We show through quantitative and qualitative analysis that HGI-SLAM detects loop closures better than by using either feature alone, and better than bare ORB-SLAM2. Our proposed method can detect loop closures in situations with more organic features, which is due to the saliency component.

Fig. 4: Similarity between geometric and salient features on a sample sequence (KITTI 02).

Iv-D Runtime Analysis

In order to complete the evaluation of HGI-SLAM, we present timing results in Table V based on sequences mentioned in the previous section.

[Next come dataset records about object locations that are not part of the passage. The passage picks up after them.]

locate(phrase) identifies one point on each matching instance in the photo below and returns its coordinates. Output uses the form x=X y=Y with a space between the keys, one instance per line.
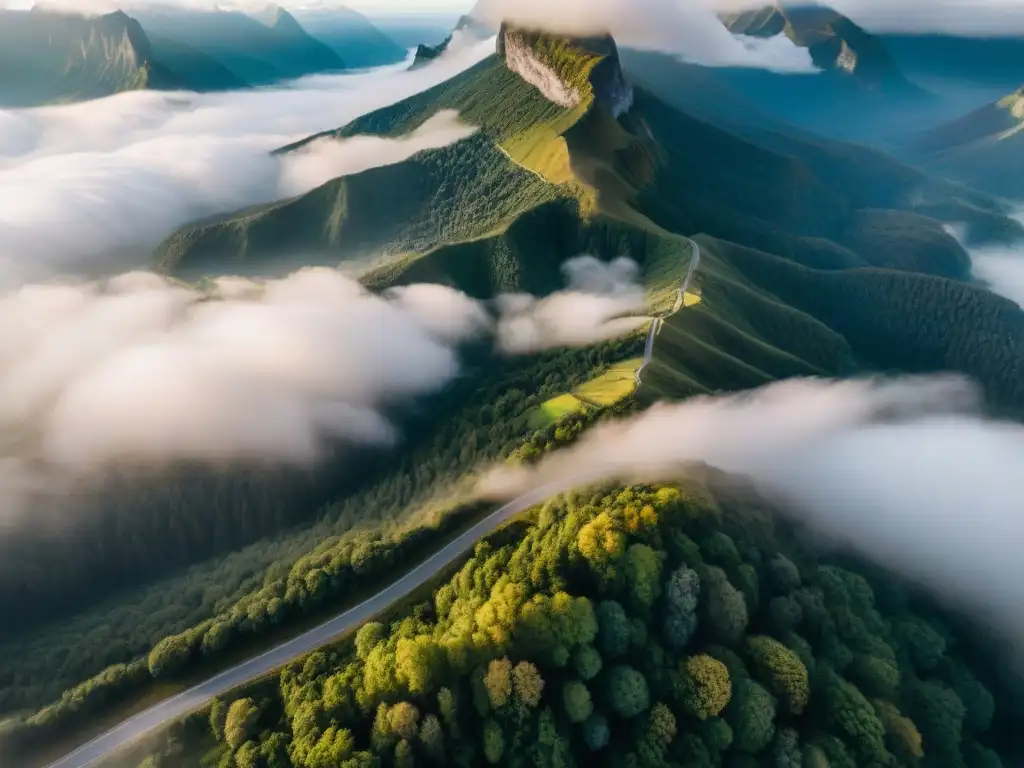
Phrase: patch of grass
x=554 y=411
x=611 y=386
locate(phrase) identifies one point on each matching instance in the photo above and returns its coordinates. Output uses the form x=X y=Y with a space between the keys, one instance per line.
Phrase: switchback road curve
x=655 y=323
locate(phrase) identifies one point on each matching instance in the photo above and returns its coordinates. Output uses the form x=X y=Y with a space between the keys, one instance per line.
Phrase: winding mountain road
x=195 y=697
x=656 y=323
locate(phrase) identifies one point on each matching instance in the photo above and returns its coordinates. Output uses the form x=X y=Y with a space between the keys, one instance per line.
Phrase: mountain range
x=818 y=257
x=49 y=55
x=573 y=152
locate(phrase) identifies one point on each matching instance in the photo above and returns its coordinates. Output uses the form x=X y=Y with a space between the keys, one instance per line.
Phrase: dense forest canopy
x=640 y=627
x=644 y=626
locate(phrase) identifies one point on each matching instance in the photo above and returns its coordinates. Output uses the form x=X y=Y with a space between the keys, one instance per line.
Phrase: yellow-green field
x=608 y=388
x=554 y=411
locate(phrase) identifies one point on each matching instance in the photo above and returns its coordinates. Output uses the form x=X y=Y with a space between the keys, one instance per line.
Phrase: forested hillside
x=639 y=627
x=981 y=148
x=50 y=56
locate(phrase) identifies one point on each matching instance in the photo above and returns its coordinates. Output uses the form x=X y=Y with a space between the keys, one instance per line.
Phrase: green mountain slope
x=884 y=318
x=984 y=148
x=811 y=265
x=351 y=36
x=869 y=177
x=272 y=47
x=836 y=43
x=860 y=91
x=49 y=56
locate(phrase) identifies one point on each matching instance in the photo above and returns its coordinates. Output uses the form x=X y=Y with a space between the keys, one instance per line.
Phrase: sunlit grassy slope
x=612 y=386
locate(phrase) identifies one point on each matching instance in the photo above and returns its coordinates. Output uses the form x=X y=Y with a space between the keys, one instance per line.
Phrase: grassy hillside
x=984 y=148
x=868 y=177
x=858 y=93
x=806 y=269
x=51 y=56
x=834 y=41
x=256 y=51
x=888 y=320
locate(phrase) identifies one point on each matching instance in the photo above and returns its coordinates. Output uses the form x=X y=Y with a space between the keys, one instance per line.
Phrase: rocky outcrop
x=587 y=67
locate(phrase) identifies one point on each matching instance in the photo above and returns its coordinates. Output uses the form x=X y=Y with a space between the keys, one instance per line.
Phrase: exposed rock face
x=520 y=58
x=610 y=88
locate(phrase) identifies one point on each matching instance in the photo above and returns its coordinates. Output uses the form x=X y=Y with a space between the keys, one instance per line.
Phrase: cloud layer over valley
x=92 y=187
x=141 y=371
x=904 y=470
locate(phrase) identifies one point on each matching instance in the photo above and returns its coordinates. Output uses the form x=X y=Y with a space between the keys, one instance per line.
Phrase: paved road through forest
x=655 y=323
x=195 y=697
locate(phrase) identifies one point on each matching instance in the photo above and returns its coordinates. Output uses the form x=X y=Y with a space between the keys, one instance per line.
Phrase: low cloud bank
x=138 y=369
x=689 y=29
x=92 y=187
x=590 y=309
x=141 y=371
x=904 y=470
x=327 y=159
x=999 y=267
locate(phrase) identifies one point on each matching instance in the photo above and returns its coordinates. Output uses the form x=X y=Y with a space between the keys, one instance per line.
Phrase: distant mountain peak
x=567 y=70
x=835 y=42
x=278 y=17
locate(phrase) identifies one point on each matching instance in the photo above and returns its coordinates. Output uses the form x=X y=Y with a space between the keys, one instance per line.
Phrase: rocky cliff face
x=568 y=70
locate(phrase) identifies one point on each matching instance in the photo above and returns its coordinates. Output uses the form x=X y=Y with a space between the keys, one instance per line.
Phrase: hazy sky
x=967 y=16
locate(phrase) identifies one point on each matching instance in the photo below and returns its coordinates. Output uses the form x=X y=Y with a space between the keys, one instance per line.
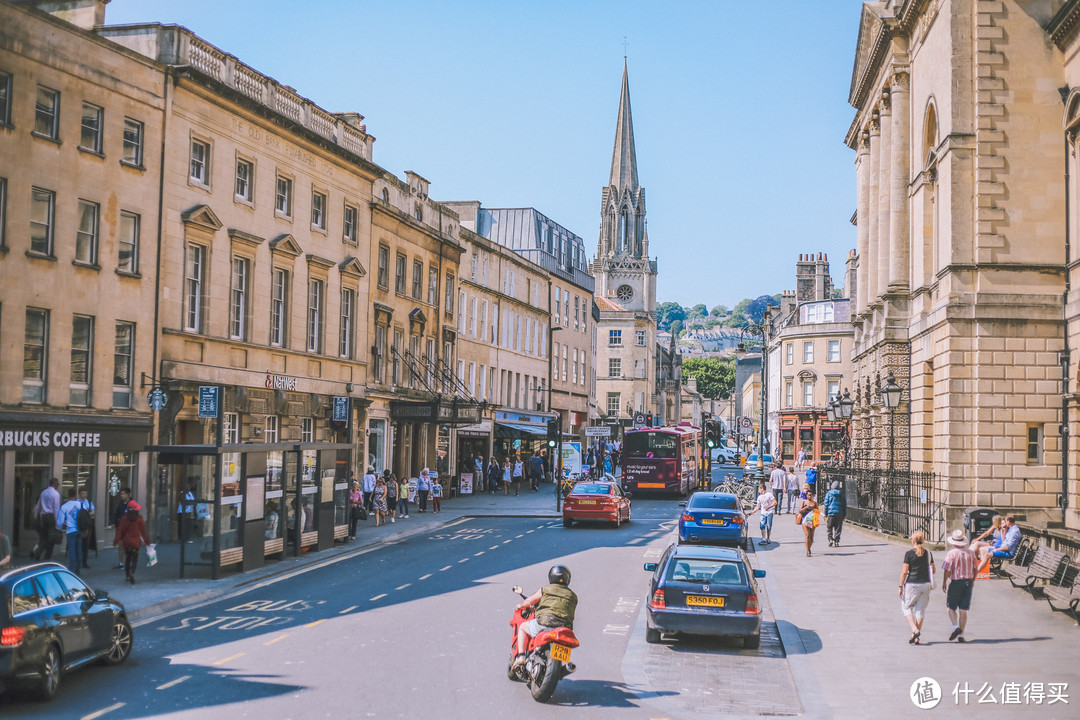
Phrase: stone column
x=899 y=239
x=862 y=217
x=868 y=269
x=885 y=182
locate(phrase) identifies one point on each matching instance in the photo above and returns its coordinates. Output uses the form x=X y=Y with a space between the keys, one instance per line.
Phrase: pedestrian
x=808 y=518
x=367 y=486
x=916 y=581
x=836 y=511
x=777 y=478
x=67 y=521
x=767 y=503
x=118 y=514
x=45 y=511
x=391 y=496
x=423 y=489
x=379 y=501
x=958 y=576
x=131 y=532
x=89 y=538
x=436 y=496
x=402 y=497
x=355 y=505
x=793 y=489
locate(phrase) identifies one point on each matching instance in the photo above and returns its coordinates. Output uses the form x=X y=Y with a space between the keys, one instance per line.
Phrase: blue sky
x=740 y=111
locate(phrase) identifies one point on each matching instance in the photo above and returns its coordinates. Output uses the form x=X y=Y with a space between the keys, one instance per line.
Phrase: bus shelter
x=246 y=502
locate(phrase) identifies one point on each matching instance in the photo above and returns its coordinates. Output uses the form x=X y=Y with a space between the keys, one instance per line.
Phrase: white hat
x=958 y=539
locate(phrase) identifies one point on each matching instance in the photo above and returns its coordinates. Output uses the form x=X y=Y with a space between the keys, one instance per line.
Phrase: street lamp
x=890 y=393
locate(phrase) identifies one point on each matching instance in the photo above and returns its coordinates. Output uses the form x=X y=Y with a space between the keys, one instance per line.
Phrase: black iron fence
x=894 y=501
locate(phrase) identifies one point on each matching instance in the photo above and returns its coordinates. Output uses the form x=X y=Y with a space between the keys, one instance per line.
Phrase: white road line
x=103 y=711
x=177 y=681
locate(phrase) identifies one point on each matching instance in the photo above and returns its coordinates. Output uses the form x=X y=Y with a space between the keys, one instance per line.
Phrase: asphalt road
x=416 y=628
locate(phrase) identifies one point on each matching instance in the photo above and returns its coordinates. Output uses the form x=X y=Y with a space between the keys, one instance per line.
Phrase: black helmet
x=559 y=574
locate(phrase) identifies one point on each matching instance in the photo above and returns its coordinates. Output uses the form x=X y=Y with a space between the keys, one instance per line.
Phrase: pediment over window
x=351 y=267
x=202 y=216
x=286 y=245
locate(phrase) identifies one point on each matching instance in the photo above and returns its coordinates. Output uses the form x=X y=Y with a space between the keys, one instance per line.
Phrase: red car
x=596 y=501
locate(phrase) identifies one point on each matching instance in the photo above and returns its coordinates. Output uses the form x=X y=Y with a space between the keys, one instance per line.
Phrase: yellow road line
x=226 y=660
x=174 y=682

The timings in Table V represent the average runtime of each thread. The original tracking thread was only modified to collect data on the system. The original loop thread is where the loop closure frames are replaced, as described in Section III-D. The HGI-loop detection thread is where the loop detection of our method occurred.

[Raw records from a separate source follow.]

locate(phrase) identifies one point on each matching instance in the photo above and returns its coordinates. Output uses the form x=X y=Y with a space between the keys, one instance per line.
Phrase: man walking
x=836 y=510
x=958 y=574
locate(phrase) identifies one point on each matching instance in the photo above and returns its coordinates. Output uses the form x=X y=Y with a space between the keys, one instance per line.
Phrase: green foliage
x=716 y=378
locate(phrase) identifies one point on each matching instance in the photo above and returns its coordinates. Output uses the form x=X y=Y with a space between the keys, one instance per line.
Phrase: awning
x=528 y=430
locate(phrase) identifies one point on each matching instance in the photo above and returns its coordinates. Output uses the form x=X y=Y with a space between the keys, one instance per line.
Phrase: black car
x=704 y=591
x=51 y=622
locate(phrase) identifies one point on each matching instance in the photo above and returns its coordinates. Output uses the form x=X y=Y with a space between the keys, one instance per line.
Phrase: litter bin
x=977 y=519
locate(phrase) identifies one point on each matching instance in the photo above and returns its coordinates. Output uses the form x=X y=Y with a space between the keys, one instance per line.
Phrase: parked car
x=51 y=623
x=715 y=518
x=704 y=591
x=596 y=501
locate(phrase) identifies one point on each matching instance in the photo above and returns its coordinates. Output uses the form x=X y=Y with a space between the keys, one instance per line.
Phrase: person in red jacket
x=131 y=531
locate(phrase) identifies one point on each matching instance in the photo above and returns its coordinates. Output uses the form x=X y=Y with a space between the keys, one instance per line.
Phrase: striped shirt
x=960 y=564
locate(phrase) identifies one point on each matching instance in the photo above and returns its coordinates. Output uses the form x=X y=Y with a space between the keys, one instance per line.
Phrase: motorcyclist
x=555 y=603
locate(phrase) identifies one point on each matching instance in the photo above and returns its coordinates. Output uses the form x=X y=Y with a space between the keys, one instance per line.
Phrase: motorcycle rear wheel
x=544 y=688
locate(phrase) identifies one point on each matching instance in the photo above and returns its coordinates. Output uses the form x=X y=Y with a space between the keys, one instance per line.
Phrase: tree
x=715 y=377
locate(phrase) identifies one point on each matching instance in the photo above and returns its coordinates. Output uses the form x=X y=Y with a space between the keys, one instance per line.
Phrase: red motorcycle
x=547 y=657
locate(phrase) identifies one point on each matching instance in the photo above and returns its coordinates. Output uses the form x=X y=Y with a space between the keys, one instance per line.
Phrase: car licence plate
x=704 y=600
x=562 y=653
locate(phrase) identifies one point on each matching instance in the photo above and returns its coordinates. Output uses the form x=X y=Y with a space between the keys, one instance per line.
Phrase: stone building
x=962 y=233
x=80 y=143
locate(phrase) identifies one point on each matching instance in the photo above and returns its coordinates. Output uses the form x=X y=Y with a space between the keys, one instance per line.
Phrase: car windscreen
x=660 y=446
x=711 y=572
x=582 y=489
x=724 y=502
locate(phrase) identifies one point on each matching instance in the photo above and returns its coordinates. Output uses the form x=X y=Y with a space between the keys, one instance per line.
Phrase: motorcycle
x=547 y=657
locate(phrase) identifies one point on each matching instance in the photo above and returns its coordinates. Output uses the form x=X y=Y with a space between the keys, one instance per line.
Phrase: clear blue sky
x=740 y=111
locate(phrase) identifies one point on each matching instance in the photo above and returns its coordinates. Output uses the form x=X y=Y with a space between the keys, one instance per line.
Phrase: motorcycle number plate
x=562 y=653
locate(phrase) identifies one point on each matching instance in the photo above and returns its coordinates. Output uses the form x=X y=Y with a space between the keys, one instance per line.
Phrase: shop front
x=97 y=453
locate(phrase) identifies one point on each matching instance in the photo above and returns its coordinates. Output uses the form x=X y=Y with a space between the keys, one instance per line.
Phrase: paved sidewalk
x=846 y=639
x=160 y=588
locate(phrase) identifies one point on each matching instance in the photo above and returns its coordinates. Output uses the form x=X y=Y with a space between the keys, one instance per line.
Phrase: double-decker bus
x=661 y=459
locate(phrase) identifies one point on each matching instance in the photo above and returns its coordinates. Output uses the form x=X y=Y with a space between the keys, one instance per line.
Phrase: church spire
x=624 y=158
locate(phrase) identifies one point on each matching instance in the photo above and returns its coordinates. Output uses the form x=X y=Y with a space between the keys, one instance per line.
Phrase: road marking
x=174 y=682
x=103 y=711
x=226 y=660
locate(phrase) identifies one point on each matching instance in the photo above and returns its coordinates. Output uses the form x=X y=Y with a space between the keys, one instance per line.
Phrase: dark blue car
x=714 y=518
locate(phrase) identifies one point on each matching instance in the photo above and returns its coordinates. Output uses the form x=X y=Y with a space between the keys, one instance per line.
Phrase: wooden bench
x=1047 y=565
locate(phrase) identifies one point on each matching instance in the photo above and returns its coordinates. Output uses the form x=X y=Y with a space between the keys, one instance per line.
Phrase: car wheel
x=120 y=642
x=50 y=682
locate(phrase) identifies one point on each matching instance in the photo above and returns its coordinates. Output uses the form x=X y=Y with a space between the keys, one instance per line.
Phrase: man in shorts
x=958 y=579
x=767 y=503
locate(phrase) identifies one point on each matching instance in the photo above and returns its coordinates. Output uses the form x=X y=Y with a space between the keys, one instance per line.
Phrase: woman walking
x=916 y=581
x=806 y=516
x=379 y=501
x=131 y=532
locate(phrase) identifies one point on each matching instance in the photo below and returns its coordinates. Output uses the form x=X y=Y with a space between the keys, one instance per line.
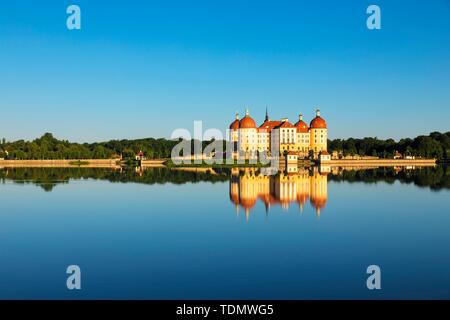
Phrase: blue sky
x=145 y=68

Overall, our method does not significantly slower the ORB-SLAM2 base, and is capable of detecting loop closures in real-time. The slowest parts of HGI are the heatmap generation from SALGAN, and descriptor generation, described in Section III-B. The complete system HGI-SLAM runs at 30fps on an Intel® Core i7-10510U CPU @ 1.80GHz with a NVIDIA® GeForce® MX230 graphics card.

Thread ORB-SLAM2 HGI-SLAM
ORB-SLAM2 Tracking (Barely Modified) 42.77 48.15
ORB-SLAM2 Loop (Heavily Modified) 96.34 104.90
HGI Loop Detection - 86.29
TABLE V: Timings results of each thread, average ()

V Conclusion

We have introduced an approach to loop closure using human salient and geometric features, HGI-SLAM. By combining geometric and salient features, our method is able to accurately detect loop closures using either objects or contours. In order to do this, we created a novel descriptor generation method and a fully integrated SLAM system based on ORB-SLAM2 [orbslam2]. By postprocessing loop detections, we removed many false positives and optimize the storage of keyframes. We provide quantitative evaluations of HGI on the KITTI [kitti] and EuRoC [euroc] datasets to show the benefits of this approach. Furthermore, HGI-SLAM is better than either using either type of feature alone, as shown in the evaluation of the complete system. We corroborate with a qualitative analysis of the salient and geometric features.

Lastly, we believe that HGI-SLAM can be extended to further improve its loop closure. Combining the information of neighboring keyframes after loop closure may increase robustness to motion blur. Training the model in a larger variety of environments could further extend its versatility.